Anyway, the revelation was about belief. The anorexic who discussed it said she has started to believe she can get better. That she can imagine, now, what her life without anorexia will be like. What her body will, or might, be like. What her relationships might be, or might turn in to.

And I was trying to work out why it’s so, so hard for me to see this for myself – my own recovery from twenty years of compulsive overeating, anorexia and bulimia. Perhaps because I’ve had eating problems almost my entire life. They started when I began Primary School (another recent revelation). I have hardly ever known anything except worry, confusion, desperation, addiction and fear around food. I have also over exercised my belief abilities. I’ve been overweight almost my entire life, and I’ve also been dieting almost my entire life, and depriving myself, or stuffing myself. At the start of every new diet, I’ve talked myself into believing that this will work – this will be the eating regime I will somehow be able to stick to forever and be thin, or at least not forever, but for the summer.

In the past few years, this has become harder and harder. As I read more feminist texts and uncovered the truth about diets, about the 95% recidivism rate, about the psychology surrounding restriction, I could no longer believe that any diet would work. It became a massive struggle to force myself to believe in this latest one, and I started to just hope for losing weight for a very short time – perhaps a month of blessed thinness. And eventually, it stopped working completely. I could not believe any more. And, without wishing to use any overtly religious language, I despaired.

I was very scared. Had I given up? Become incapable of caring for myself? The terrifying arena of non-dieting loomed before me. I put on some weight, although not much. And I read Fat Is A Feminist Issue. And I started the Compulsive Eating Workshop. Months went by with no change, but the more I talked about my issues with food, and examined them with other women who understood, and read the book, and tried to listen to my body, the easier it got, until last week. When I realised that I had actually lost some weight, although I will stress that I am still trying to make that not the most important thing about recovery in my head.
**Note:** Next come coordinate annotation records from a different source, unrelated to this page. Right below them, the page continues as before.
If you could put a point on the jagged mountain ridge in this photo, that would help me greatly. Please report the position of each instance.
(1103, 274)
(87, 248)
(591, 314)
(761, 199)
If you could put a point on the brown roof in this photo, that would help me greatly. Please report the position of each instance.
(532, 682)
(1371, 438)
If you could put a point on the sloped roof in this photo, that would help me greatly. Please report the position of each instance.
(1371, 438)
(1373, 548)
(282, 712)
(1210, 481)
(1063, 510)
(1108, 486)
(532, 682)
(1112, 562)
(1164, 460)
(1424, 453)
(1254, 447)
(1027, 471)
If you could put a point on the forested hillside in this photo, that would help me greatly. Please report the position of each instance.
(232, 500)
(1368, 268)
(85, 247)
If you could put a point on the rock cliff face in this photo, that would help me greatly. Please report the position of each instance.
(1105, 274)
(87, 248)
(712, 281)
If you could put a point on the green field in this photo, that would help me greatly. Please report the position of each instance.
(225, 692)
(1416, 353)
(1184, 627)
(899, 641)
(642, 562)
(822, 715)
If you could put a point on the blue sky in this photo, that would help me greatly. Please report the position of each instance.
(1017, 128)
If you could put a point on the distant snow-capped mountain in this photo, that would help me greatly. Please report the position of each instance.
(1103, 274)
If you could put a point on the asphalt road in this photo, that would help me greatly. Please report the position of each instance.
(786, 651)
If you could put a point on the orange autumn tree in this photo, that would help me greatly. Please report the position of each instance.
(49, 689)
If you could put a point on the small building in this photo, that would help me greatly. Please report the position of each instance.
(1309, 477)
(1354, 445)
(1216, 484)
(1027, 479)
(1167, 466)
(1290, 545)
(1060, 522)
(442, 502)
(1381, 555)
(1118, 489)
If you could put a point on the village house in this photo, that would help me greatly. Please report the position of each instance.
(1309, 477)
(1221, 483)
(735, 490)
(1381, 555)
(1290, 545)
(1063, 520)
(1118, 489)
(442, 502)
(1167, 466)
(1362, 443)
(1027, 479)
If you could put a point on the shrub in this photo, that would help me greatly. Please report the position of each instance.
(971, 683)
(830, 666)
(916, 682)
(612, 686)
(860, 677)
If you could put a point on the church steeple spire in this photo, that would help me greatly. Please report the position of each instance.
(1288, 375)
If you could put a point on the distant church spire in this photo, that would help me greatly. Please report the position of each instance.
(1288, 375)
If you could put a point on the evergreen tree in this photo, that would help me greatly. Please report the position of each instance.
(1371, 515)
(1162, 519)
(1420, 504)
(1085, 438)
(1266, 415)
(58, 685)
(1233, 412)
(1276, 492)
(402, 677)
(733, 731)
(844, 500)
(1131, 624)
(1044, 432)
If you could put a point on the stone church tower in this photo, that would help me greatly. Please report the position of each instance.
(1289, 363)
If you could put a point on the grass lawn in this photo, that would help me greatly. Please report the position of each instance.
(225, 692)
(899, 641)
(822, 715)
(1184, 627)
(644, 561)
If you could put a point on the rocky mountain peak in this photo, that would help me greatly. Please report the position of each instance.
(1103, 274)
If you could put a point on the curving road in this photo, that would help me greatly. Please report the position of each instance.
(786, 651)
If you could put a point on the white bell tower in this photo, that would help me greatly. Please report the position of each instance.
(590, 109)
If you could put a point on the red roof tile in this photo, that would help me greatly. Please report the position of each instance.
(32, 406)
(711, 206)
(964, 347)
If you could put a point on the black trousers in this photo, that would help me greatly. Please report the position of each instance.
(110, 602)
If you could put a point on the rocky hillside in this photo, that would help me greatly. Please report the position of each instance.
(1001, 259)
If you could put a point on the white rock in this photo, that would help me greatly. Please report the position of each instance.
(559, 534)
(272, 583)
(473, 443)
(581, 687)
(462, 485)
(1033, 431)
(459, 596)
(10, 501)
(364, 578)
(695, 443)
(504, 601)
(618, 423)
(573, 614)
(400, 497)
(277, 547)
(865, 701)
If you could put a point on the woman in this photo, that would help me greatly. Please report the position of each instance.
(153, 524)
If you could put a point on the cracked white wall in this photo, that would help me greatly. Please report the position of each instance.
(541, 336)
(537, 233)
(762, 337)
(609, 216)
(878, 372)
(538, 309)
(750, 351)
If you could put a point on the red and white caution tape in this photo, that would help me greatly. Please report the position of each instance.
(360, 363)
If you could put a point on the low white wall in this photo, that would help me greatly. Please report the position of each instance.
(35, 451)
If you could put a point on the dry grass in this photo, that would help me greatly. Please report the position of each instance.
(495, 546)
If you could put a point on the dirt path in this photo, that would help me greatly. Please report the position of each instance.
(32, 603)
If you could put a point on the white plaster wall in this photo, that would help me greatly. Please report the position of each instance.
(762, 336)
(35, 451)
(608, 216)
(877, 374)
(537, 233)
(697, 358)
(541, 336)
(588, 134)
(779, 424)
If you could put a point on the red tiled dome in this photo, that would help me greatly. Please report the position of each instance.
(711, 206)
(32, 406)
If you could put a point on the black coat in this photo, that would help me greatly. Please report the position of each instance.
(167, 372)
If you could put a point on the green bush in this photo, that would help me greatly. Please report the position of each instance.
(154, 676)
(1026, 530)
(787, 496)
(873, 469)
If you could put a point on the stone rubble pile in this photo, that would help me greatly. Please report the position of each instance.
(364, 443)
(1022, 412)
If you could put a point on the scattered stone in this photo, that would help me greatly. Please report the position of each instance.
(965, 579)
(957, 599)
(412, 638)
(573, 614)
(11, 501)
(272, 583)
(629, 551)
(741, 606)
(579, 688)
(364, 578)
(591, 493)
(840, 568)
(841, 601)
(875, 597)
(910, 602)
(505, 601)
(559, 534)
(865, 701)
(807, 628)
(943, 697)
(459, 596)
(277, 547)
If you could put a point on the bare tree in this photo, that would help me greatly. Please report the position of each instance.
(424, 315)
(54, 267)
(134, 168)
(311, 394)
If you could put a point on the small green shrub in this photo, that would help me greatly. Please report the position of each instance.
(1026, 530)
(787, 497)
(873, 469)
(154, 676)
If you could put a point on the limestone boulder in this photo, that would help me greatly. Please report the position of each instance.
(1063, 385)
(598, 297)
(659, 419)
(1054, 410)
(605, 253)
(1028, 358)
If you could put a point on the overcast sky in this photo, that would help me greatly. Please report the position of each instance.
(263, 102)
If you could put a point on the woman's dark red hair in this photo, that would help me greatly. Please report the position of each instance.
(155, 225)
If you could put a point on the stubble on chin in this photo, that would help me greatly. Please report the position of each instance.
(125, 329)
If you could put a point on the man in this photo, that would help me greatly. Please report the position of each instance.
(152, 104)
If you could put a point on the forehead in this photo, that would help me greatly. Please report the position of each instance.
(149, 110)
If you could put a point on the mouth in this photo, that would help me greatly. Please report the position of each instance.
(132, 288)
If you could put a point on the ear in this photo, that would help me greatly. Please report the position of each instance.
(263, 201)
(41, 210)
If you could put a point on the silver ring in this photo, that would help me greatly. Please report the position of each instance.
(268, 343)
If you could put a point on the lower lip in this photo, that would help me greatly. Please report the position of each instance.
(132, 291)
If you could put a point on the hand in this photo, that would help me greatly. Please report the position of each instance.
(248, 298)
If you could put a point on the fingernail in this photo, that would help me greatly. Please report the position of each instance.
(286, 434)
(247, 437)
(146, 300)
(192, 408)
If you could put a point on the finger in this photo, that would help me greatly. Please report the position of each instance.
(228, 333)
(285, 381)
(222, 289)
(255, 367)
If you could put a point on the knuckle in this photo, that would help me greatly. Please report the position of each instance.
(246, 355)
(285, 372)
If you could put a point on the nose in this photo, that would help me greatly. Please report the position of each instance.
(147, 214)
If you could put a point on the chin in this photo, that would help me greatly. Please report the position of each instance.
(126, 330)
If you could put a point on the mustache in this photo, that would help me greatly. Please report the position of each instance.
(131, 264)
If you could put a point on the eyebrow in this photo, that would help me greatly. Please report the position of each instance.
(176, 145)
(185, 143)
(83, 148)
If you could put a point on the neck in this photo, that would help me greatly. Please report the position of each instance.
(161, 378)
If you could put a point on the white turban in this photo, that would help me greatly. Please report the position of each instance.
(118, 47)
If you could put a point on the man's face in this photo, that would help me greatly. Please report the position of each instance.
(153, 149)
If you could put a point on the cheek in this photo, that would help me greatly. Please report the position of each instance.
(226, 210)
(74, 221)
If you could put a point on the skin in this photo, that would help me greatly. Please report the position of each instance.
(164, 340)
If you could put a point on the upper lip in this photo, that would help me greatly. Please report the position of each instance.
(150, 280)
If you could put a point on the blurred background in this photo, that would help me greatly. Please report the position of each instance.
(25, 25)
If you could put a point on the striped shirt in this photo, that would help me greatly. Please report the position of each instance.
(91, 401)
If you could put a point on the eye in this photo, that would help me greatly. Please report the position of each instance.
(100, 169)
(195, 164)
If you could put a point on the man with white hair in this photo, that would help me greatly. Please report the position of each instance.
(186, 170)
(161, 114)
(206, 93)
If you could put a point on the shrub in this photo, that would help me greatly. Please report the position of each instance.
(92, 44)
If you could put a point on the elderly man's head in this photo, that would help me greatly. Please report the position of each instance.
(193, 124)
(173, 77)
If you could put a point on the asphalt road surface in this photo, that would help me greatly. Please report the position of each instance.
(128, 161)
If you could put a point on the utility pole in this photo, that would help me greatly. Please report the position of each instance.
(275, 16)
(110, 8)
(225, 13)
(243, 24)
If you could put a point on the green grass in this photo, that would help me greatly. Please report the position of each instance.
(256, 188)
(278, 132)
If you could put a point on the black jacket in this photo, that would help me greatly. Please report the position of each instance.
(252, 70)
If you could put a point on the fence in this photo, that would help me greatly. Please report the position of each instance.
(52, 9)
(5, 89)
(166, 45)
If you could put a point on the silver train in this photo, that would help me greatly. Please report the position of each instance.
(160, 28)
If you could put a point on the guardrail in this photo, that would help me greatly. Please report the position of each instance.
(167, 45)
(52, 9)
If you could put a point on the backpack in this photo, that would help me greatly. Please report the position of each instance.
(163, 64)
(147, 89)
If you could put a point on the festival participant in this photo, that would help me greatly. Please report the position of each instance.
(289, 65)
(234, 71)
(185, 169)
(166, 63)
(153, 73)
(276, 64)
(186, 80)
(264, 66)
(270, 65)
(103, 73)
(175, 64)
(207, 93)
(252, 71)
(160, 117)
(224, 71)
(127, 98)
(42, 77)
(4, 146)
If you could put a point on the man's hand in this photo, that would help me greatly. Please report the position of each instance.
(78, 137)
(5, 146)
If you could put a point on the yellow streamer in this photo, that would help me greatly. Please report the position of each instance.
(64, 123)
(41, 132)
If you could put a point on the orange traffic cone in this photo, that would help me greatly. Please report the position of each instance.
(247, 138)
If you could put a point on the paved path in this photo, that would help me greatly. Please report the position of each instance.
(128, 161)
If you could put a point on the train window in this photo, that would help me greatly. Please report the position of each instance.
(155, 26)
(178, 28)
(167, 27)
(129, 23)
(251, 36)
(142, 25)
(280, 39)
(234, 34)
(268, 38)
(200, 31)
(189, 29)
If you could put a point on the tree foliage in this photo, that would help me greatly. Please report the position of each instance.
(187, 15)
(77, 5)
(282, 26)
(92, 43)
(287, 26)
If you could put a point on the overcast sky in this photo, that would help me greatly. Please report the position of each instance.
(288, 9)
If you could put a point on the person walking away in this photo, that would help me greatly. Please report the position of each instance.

I’m still finding it hard to accept that I might have found a way to eat that is secure, adapted to my body and my hunger and appetite. That isn’t ruled over by anything, even my brain, but is instead dictated by my stomach and my tastebuds. I still can’t believe. But I know that I need to start believing again. Unlike any previous plans, however, I’m giving myself time. I’ve managed to get weighing myself down to once a month. If I don’t lose any more weight for months, or even years, I think I’m ok with it. I just want to eat well, and eat for my body, and start to accept it, and promote my bodily autonomy. Nothing that happens in my life should make me reach for food. I am developing an emotionally literate mental army against the things that used to send me to the fridge. Slowly. It does feel different, however.

Perhaps feeling different is the start of believing different.